Data of solicited-type adverse events (AEs) at the local and systemic levels were obtained via electronic diaries for one week following every injection. Unsolicited AEs were reported following the initial dose up to 4.0 weeks post-second dose. SARS-CoV-2 nAb titers were measured in serum samples obtained at baseline (day 0) and 35 days later using microneutralization assays.

In addition, serological human angiotensin-converting enzyme-2 (hACE2)-binding inhibition antibody titers and anti-S protein immunoglobulin G (IgG) titers were determined using enzyme-linked immunosorbent assays (ELISA). Further, a post hoc analysis was performed by measuring humoral responses against SARS-CoV-2 variants of concern (VOCs), such as the Alpha VOC, Beta VOC, Gamma VOC, Delta VOC, and Omicron VOC, and variants of interest (VOIs) such as the Mu VOI. Prior SARS-CoV-2 exposure was determined based on serological anti-nucleoprotein antibody presence and/or reverse transcription polymerase chain reaction (RT-PCR)-positive results for SARS-CoV-2, analyzed using nasal swab samples that were obtained from the participants at study initiation.

NVX-CoV2373 vaccine efficacy in preventing RT-PCR-verified symptomatic COVID-19 [based on the United States Food and Drug Administration (FDA) guidelines] with onset after ≥1.0 weeks of the second vaccination was assessed for the per-protocol evaluation of vaccine efficacy. The team performed whole-genome sequencing (WGS) on samples testing SARS-CoV-2-positive by RT-PCR with adequate SARS-CoV-2 ribonucleic acid (RNA) load.


Among 2,232 adolescents, 1487 and 745 adolescents belonged to the NVX-CoV2373 vaccination group and placebo group, respectively. The mean participant age was 14 years; 53% (n=1,172) were male, 74% (n=1,660) were white, and 16% (n=359) had prior COVID-19 history. Following COVID-19 vaccination, a value of 1.5 was observed by dividing the nAb geometric mean titers (GMTs) among adolescents by the titers among young adults.

Within 64 days (median) of the follow-up period, 20 cases of mild COVID-19 were reported, including six cases in the NVX-CoV2373 vaccine recipient group and 14 cases in the placebo group. The incidence rates (number of COVID-19 cases every 100 individual years) among NVX-CoV2373 vaccinees and placebo recipients were 2.9 and 14, respectively, yielding a 79.50% efficacy for NVX-CoV2373.

WGS identified only the SARS-CoV-2 Delta VOC among 11 participants, with vaccine efficacy against the Delta VOC of 82%. The nAb GMTs and humoral responses were considerably greater among the vaccinees compared to placebo recipients. On day 35.0, robust IgG titers against spike proteins of the wild-type strain and all variants tested, including Omicron BA.1, BA.2, and BA.5 sub-VOCs.

The hACE2 receptor-binding inhibition Ab titers were largely similar to the anti-S IgG titers, although lower for the Omicron sub-VOCs.
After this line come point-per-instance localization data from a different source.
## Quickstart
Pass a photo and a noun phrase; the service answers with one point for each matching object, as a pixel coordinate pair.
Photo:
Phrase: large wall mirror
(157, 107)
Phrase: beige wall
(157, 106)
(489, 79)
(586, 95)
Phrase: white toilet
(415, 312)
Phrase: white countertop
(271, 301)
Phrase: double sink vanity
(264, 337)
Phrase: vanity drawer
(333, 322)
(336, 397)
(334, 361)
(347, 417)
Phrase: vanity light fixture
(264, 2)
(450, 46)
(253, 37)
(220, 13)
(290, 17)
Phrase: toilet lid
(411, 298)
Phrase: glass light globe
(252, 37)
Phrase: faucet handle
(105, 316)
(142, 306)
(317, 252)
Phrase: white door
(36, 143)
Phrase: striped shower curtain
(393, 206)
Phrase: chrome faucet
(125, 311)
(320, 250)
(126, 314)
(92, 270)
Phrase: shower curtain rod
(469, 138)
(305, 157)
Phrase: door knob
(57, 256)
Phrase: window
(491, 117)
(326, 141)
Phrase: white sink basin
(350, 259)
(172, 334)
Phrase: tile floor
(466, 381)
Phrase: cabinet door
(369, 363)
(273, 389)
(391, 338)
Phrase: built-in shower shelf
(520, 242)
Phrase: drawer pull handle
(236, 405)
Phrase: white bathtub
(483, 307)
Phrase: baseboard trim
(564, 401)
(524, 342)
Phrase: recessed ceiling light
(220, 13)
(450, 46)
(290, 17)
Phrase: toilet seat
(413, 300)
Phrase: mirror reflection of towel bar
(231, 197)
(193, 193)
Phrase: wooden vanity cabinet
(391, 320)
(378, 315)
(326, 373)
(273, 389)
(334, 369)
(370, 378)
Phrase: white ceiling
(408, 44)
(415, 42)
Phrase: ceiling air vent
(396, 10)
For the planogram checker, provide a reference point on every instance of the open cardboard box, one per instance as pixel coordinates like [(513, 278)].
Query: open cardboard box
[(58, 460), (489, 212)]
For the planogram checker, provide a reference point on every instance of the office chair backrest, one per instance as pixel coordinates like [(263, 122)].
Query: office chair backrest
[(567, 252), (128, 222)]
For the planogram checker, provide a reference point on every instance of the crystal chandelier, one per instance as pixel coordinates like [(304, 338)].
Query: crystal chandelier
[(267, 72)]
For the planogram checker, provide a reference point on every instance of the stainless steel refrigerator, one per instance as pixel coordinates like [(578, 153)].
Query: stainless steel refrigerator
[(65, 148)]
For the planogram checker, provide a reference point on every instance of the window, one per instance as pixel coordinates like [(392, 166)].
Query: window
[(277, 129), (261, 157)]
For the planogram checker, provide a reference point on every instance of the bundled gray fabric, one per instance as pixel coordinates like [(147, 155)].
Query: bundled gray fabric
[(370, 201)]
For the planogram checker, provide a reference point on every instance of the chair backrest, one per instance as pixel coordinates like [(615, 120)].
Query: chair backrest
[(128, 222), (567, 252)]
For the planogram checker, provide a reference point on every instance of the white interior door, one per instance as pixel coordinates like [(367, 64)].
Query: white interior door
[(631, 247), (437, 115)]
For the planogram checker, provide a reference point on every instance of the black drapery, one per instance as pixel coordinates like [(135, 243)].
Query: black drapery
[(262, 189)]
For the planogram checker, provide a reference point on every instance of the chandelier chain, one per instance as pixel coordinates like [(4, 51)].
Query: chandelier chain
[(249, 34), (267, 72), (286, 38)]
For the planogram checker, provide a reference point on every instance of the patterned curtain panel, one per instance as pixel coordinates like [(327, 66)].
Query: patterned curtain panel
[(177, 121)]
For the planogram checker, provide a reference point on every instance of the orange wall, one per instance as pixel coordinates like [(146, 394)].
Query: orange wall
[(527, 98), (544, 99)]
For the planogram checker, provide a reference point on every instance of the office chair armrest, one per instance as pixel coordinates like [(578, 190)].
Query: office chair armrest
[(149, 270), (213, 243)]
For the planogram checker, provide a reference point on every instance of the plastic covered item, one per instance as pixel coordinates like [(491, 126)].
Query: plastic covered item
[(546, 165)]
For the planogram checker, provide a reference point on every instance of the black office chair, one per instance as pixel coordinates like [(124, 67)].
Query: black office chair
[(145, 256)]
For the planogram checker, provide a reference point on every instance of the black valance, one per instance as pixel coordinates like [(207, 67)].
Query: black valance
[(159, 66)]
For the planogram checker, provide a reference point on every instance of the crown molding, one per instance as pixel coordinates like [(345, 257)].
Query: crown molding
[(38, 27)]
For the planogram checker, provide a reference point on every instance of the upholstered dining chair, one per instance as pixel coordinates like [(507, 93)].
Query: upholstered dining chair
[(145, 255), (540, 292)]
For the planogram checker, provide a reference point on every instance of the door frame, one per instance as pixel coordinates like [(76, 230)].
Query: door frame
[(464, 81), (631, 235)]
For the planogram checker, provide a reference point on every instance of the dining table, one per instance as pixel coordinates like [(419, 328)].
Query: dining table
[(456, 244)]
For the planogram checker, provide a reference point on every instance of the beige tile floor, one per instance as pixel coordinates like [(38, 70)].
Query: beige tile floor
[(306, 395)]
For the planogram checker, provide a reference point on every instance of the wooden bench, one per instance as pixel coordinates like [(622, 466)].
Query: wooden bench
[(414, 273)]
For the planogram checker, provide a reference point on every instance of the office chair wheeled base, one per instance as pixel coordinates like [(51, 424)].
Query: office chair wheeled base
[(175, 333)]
Transient and mild-moderate reactogenicity was observed, with an increase in frequency following the second NVX-CoV2373 vaccination. Serious AEs were rarely observed, and none of the AEs led to the discontinuation of the study.

The most commonly observed solicited local AEs were pain and tenderness at the site of injection for ≤2.0 days, and the most frequently documented solicited systemic AEs were headache, fatigue, myalgia, and malaise. The frequencies of unsolicited AEs were comparable in the two groups.

To conclude, based on the study findings, NVX-CoV2373 vaccination was immunogenic, efficacious, and safe to prevent SARS-CoV-2 infections, including Delta VOC infections, among adolescents. The vaccine-induced SARS-CoV-2 nAb titers were comparable among adolescents and young adults.